MEDFORD -- In Jackson County alone, there are more than 400 children in foster care, and that number is growing.

Penny Esser is a social service specialist with the Department of Human Services. She said in her 20-plus years with the department, the demand for foster homes continues to rise.

"As soon as we're able to certify a new foster parent they get a placement. So then they're not available and it's like a never ending story. So we're looking to certify people and have enough that we can make really good matches," Esser said.

The recruiter said this continuous cycle has led to a critical shortage, and foster children sometimes don't have a place to stay.

"Unfortunately because we don't have homes that on occasion we've had children stay the night in a hotel with case workers. That's not a good place for kids, they need to be in a home," Esser said.

At DHS, the recruiter said safety is the ultimate goal, which requires working overtime to provide families.
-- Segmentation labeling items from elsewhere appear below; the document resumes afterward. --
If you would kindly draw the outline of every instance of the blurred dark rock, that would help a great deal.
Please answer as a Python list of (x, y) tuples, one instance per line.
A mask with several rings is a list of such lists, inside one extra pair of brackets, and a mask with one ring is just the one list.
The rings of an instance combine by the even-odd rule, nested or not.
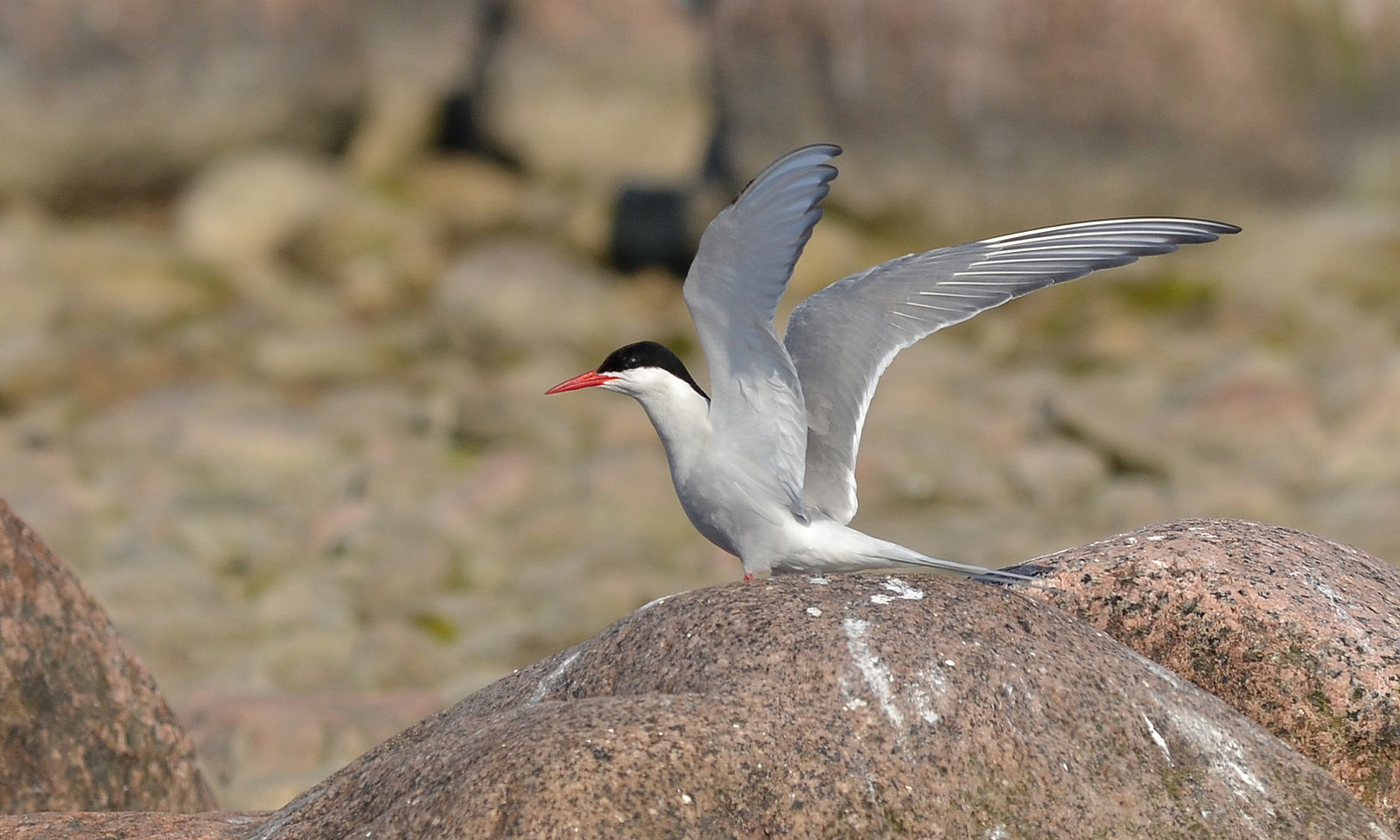
[(479, 1), (7, 6), (0, 193), (158, 189), (251, 143), (333, 150), (351, 132), (357, 169), (381, 174), (431, 140)]
[(1032, 591), (1170, 668), (1400, 825), (1400, 570), (1351, 546), (1183, 519), (1070, 549)]
[(648, 605), (251, 836), (1392, 837), (1315, 764), (1088, 624), (916, 582), (788, 577)]
[(841, 202), (871, 214), (1337, 186), (1400, 113), (1396, 4), (718, 0), (710, 21), (732, 169), (841, 143)]
[(0, 811), (213, 806), (151, 675), (0, 501)]
[(263, 813), (21, 813), (0, 816), (6, 840), (241, 840)]
[(601, 190), (682, 182), (711, 133), (704, 29), (668, 0), (510, 0), (476, 116), (511, 160)]
[(612, 263), (622, 272), (662, 267), (685, 277), (699, 239), (686, 228), (687, 190), (626, 186), (613, 214)]

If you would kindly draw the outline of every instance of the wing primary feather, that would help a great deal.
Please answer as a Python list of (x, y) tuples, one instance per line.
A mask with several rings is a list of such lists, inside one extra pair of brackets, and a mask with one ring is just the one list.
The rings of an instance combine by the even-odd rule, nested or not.
[(1198, 218), (1081, 221), (904, 255), (806, 298), (784, 337), (808, 410), (805, 503), (840, 522), (855, 515), (861, 428), (902, 349), (1037, 288), (1238, 231)]

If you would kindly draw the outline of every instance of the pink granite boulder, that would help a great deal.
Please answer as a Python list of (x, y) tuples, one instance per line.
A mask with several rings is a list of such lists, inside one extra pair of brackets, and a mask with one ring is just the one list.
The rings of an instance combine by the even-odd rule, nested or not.
[(1236, 519), (1184, 519), (1033, 561), (1029, 594), (1224, 699), (1400, 826), (1400, 568)]
[(251, 839), (1394, 837), (1260, 727), (1021, 592), (686, 592), (361, 756)]
[(0, 812), (211, 808), (150, 672), (0, 501)]

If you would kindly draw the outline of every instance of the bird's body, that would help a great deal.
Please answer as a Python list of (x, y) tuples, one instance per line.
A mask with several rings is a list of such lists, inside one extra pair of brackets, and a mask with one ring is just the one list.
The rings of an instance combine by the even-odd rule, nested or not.
[(1053, 283), (1239, 228), (1184, 218), (1079, 223), (913, 253), (833, 283), (774, 329), (836, 169), (834, 146), (794, 150), (706, 228), (685, 298), (714, 396), (652, 342), (613, 351), (549, 392), (602, 386), (645, 409), (696, 529), (763, 573), (925, 567), (1015, 580), (928, 557), (847, 522), (855, 451), (879, 375), (903, 347)]

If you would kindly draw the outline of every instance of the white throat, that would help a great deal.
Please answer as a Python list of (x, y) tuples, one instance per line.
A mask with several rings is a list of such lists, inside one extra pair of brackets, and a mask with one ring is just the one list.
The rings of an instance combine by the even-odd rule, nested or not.
[(682, 486), (710, 441), (710, 400), (661, 368), (634, 368), (616, 377), (603, 388), (641, 403), (666, 449), (671, 476)]

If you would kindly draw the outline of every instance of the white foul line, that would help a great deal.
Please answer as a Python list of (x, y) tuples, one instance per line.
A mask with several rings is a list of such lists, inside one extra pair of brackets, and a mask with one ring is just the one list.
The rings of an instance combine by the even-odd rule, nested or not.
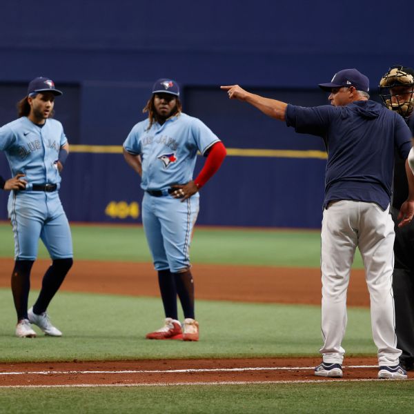
[[(377, 365), (350, 365), (344, 368), (378, 368)], [(186, 373), (214, 373), (214, 372), (244, 372), (253, 371), (297, 371), (313, 370), (314, 366), (256, 366), (245, 368), (188, 368), (166, 370), (124, 370), (124, 371), (15, 371), (0, 372), (0, 375), (50, 375), (53, 374), (176, 374)]]
[(197, 385), (264, 385), (266, 384), (326, 384), (330, 382), (384, 382), (384, 381), (413, 381), (414, 378), (407, 379), (379, 379), (377, 378), (364, 378), (355, 379), (344, 379), (343, 378), (329, 378), (328, 380), (321, 379), (297, 379), (293, 381), (215, 381), (211, 382), (157, 382), (157, 383), (145, 383), (141, 384), (64, 384), (61, 385), (1, 385), (0, 388), (88, 388), (88, 387), (123, 387), (123, 386), (197, 386)]

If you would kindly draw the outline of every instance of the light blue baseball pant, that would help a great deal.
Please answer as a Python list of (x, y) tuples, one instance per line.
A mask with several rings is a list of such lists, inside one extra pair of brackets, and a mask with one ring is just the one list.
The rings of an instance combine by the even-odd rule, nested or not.
[(70, 228), (57, 191), (11, 191), (8, 210), (15, 260), (35, 260), (39, 238), (52, 259), (73, 257)]
[(181, 202), (171, 195), (144, 193), (142, 223), (157, 270), (177, 273), (190, 266), (188, 250), (199, 208), (199, 195)]

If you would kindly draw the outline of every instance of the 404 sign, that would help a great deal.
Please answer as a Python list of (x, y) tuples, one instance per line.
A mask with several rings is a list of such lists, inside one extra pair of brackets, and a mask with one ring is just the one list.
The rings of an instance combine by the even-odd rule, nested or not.
[(105, 214), (112, 219), (126, 219), (139, 217), (139, 205), (137, 201), (110, 201), (105, 209)]

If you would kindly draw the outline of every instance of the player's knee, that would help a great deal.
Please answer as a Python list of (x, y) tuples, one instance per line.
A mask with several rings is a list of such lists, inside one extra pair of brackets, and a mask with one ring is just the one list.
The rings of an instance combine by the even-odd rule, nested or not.
[(173, 273), (185, 273), (190, 270), (190, 266), (187, 266), (185, 268), (181, 268), (180, 269), (175, 269), (174, 270), (171, 270)]
[(414, 148), (411, 149), (408, 159), (410, 168), (411, 168), (411, 171), (413, 171), (413, 174), (414, 174)]
[(66, 257), (65, 259), (55, 259), (52, 266), (60, 272), (67, 273), (72, 264), (73, 259), (72, 257)]

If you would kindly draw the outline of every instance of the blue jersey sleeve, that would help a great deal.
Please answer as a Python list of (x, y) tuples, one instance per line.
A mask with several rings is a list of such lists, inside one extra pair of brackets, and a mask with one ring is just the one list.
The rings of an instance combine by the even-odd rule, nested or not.
[(124, 141), (124, 148), (132, 155), (139, 155), (141, 154), (141, 142), (139, 140), (139, 128), (135, 125), (131, 132), (128, 134), (126, 139)]
[(6, 125), (0, 128), (0, 150), (6, 150), (14, 140), (14, 134), (10, 126)]
[(193, 137), (199, 151), (204, 155), (206, 151), (220, 139), (201, 121), (197, 118), (195, 118), (193, 121)]
[(286, 122), (299, 134), (310, 134), (325, 137), (328, 132), (334, 108), (324, 105), (306, 108), (288, 104), (286, 108)]

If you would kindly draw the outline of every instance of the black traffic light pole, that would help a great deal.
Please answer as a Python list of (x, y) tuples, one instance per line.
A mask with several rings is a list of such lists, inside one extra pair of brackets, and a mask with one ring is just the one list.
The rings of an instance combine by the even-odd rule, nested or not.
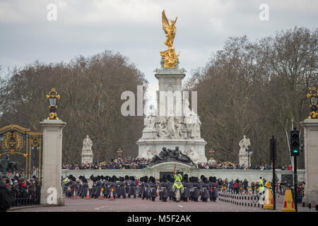
[(273, 191), (273, 210), (275, 210), (276, 209), (276, 182), (275, 177), (275, 159), (276, 158), (276, 147), (277, 147), (277, 141), (276, 139), (273, 136), (271, 139), (269, 139), (269, 158), (273, 160), (273, 186), (271, 187), (271, 189)]
[(298, 210), (298, 198), (297, 198), (297, 156), (294, 156), (294, 196), (295, 196), (295, 210)]
[(297, 186), (298, 184), (297, 177), (297, 157), (300, 155), (299, 131), (294, 128), (293, 124), (290, 131), (290, 155), (294, 157), (294, 203), (295, 210), (298, 211)]

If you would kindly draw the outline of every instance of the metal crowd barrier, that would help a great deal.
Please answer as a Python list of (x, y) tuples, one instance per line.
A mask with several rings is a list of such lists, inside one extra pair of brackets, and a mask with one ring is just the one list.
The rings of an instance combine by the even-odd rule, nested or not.
[(18, 191), (13, 194), (11, 207), (40, 205), (40, 190), (30, 194), (24, 191)]
[(231, 194), (221, 191), (219, 194), (218, 200), (237, 206), (264, 208), (264, 204), (259, 203), (257, 196), (249, 194)]

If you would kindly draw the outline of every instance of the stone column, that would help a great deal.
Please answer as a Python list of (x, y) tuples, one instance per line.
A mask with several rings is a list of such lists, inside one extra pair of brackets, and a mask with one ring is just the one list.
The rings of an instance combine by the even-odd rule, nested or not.
[(305, 202), (308, 206), (310, 198), (313, 206), (318, 200), (318, 119), (305, 119), (301, 125), (305, 138)]
[(41, 205), (64, 206), (61, 188), (62, 130), (61, 120), (45, 119), (43, 127), (42, 186)]

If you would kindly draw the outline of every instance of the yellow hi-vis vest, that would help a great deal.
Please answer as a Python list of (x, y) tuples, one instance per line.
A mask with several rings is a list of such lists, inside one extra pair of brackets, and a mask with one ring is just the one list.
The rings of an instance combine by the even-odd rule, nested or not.
[(181, 182), (182, 180), (182, 176), (180, 174), (175, 175), (175, 182)]
[(183, 193), (184, 190), (184, 188), (183, 187), (182, 183), (179, 182), (179, 184), (178, 184), (178, 183), (176, 183), (176, 182), (177, 182), (176, 181), (176, 182), (175, 182), (175, 184), (173, 184), (172, 191), (175, 191), (175, 189), (180, 189), (181, 190), (181, 193)]
[(267, 183), (265, 184), (265, 186), (266, 186), (267, 189), (271, 189), (271, 183), (267, 182)]

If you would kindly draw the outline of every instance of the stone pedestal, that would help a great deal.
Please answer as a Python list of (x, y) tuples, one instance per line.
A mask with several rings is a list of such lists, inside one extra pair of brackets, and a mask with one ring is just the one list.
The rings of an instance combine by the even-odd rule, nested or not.
[[(139, 146), (139, 157), (152, 158), (154, 155), (158, 155), (163, 147), (173, 149), (175, 146), (179, 146), (183, 154), (186, 154), (191, 157), (193, 162), (204, 162), (207, 161), (205, 155), (205, 145), (206, 142), (201, 138), (200, 133), (194, 133), (192, 129), (187, 124), (187, 117), (183, 112), (182, 105), (185, 99), (189, 99), (187, 96), (183, 96), (182, 93), (182, 79), (185, 76), (184, 69), (163, 68), (157, 69), (155, 71), (155, 78), (158, 80), (159, 90), (157, 91), (157, 114), (154, 128), (145, 128), (143, 131), (142, 137), (136, 142)], [(168, 97), (160, 95), (163, 92), (169, 94), (171, 92), (175, 95), (172, 99), (173, 106), (169, 104)], [(170, 95), (170, 94), (169, 94)], [(190, 94), (189, 94), (190, 95)], [(165, 98), (165, 100), (160, 100)], [(172, 103), (172, 102), (170, 102)], [(182, 104), (183, 103), (183, 104)], [(168, 106), (170, 107), (168, 107)], [(171, 112), (169, 109), (172, 109)], [(173, 113), (173, 114), (172, 114)], [(182, 136), (163, 136), (159, 133), (160, 124), (165, 117), (170, 116), (179, 117), (179, 121), (175, 119), (181, 126)]]
[(93, 151), (82, 151), (81, 155), (82, 157), (82, 163), (93, 162)]
[(62, 130), (66, 124), (61, 120), (40, 122), (43, 127), (42, 186), (41, 205), (64, 206), (61, 186)]
[(301, 122), (304, 127), (305, 187), (305, 202), (312, 206), (318, 201), (318, 119), (307, 119)]
[[(245, 164), (246, 166), (249, 165), (249, 155), (245, 153), (245, 150), (241, 151), (240, 150), (239, 156), (239, 164), (240, 165), (242, 165)], [(251, 154), (249, 154), (249, 165), (251, 165)]]

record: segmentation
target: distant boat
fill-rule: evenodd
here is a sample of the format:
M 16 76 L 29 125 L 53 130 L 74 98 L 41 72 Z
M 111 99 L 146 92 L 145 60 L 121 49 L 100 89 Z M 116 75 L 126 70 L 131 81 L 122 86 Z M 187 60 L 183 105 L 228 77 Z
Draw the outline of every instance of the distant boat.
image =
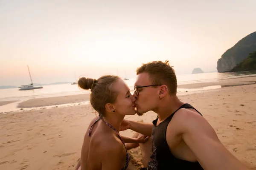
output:
M 19 88 L 20 88 L 19 90 L 27 90 L 36 89 L 37 88 L 43 88 L 43 87 L 42 86 L 34 87 L 34 85 L 33 85 L 33 82 L 32 81 L 32 78 L 31 78 L 31 75 L 30 74 L 30 71 L 29 71 L 29 68 L 28 65 L 27 65 L 27 66 L 28 67 L 28 70 L 29 70 L 29 76 L 30 77 L 30 80 L 31 80 L 31 84 L 29 85 L 22 85 L 20 87 L 19 87 Z
M 71 85 L 77 85 L 77 80 L 76 79 L 76 73 L 74 72 L 74 74 L 75 74 L 75 78 L 76 79 L 76 82 L 73 82 L 71 83 Z
M 124 80 L 128 80 L 128 79 L 127 79 L 127 78 L 126 78 L 126 71 L 125 71 L 125 77 L 124 79 Z

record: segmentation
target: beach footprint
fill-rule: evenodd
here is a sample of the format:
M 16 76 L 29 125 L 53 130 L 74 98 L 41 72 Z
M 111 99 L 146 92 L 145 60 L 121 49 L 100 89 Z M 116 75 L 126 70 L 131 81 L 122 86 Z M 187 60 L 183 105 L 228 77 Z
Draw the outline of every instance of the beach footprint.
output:
M 29 166 L 28 165 L 24 165 L 23 167 L 22 167 L 21 168 L 20 168 L 20 170 L 25 170 L 25 169 L 26 169 L 27 168 L 29 167 Z
M 58 157 L 59 158 L 61 158 L 64 156 L 69 156 L 70 155 L 73 155 L 76 153 L 76 152 L 74 152 L 73 153 L 63 153 L 61 155 L 55 155 L 53 156 L 53 157 Z

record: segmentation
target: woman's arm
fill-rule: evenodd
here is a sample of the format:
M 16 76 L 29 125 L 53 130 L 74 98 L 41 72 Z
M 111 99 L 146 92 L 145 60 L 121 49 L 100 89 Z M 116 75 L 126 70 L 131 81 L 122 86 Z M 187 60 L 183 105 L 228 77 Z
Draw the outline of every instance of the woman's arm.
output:
M 137 138 L 131 138 L 122 135 L 120 135 L 120 136 L 125 143 L 144 143 L 148 139 L 148 136 L 146 136 L 142 134 L 139 135 L 139 136 Z

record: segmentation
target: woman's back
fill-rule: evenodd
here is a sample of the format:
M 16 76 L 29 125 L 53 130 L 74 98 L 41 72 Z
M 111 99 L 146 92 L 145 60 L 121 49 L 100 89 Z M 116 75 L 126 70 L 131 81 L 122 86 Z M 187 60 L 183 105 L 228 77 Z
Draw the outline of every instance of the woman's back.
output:
M 119 158 L 114 158 L 116 156 Z M 108 169 L 108 163 L 116 164 L 118 169 L 122 169 L 126 161 L 126 150 L 116 133 L 103 120 L 94 119 L 84 139 L 81 170 Z

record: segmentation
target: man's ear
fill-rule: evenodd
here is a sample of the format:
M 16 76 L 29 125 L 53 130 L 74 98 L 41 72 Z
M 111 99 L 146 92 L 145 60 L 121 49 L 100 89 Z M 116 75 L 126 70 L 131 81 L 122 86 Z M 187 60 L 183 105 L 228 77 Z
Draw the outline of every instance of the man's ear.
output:
M 168 93 L 168 88 L 166 85 L 162 85 L 160 86 L 159 91 L 159 97 L 161 98 L 164 97 Z
M 115 111 L 113 105 L 111 103 L 107 103 L 105 105 L 105 108 L 108 112 L 113 113 Z

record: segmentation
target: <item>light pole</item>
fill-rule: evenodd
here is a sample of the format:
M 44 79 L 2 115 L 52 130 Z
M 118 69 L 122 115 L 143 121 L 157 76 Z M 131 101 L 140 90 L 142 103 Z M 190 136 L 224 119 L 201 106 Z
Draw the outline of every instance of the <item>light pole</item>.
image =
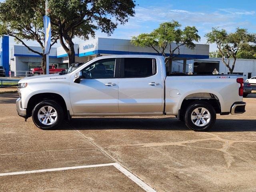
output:
M 50 52 L 50 45 L 51 35 L 50 30 L 51 25 L 50 21 L 50 18 L 48 17 L 48 0 L 45 0 L 45 16 L 44 19 L 44 54 L 46 54 L 46 74 L 49 74 L 49 53 Z M 50 30 L 50 31 L 49 31 Z M 50 38 L 50 42 L 49 39 Z M 50 42 L 50 44 L 49 44 Z

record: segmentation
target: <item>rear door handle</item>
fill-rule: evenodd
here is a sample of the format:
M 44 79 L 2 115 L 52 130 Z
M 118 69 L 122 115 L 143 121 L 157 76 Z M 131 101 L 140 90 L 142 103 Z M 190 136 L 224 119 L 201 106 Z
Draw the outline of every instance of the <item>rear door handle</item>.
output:
M 105 85 L 106 85 L 106 86 L 114 86 L 115 85 L 116 85 L 116 84 L 115 83 L 106 83 Z
M 148 84 L 152 86 L 155 86 L 156 85 L 159 85 L 160 84 L 159 83 L 156 83 L 155 82 L 152 82 L 151 83 L 149 83 Z

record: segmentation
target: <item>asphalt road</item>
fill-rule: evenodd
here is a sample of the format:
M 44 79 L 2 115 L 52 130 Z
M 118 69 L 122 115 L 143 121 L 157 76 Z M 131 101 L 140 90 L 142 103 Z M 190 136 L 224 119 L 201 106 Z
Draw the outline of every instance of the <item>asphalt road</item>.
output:
M 39 129 L 0 94 L 0 173 L 117 162 L 157 191 L 256 191 L 256 94 L 195 132 L 172 116 L 75 118 Z M 0 191 L 143 191 L 112 166 L 0 176 Z

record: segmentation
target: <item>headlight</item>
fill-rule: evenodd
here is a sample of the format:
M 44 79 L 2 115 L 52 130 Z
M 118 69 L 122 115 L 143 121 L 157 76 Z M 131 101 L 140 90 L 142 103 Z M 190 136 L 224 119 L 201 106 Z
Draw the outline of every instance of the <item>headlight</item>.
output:
M 19 83 L 20 88 L 25 88 L 28 85 L 28 83 Z

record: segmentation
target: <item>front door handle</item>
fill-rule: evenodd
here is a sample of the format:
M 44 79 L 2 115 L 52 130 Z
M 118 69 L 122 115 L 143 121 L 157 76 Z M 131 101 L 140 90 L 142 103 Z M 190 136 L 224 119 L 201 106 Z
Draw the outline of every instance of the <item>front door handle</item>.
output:
M 116 84 L 115 83 L 106 83 L 105 85 L 106 86 L 114 86 L 115 85 L 116 85 Z
M 148 84 L 152 86 L 155 86 L 156 85 L 159 85 L 160 84 L 159 83 L 156 83 L 155 82 L 152 82 L 151 83 L 149 83 Z

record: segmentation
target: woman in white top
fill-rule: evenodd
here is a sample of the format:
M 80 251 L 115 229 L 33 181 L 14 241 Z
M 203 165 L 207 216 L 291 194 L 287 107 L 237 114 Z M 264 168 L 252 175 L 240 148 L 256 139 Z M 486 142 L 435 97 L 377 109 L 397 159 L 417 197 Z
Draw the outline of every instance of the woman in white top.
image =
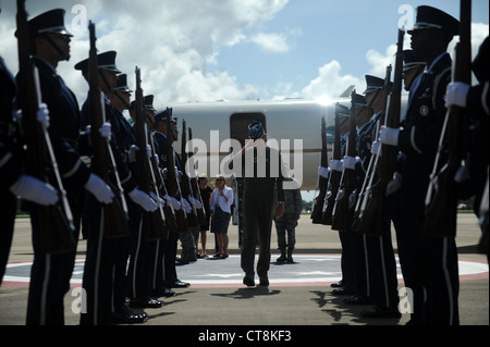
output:
M 218 241 L 218 253 L 222 259 L 228 258 L 228 226 L 230 225 L 231 206 L 233 203 L 233 189 L 224 184 L 224 176 L 215 178 L 215 190 L 211 196 L 211 233 Z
Esser promotes in schools and libraries, as well as through meetings and on Facebook.

"If we don't have foster homes, then we can't keep the children safe and in a family setting which is the best for those children," she said.

Once DHS is able to take children out of unsafe homes and find them a new place to stay, the department often sees children change a family history of substance abuse.

"They're teaching them a new way, and the parents too sometimes. A new way of doing things that's better for everybody. And I think that ultimately affects our whole society," Esser said.

Almost 70 percent of foster children are taken out of homes because of a parent's drug or alcohol addiction.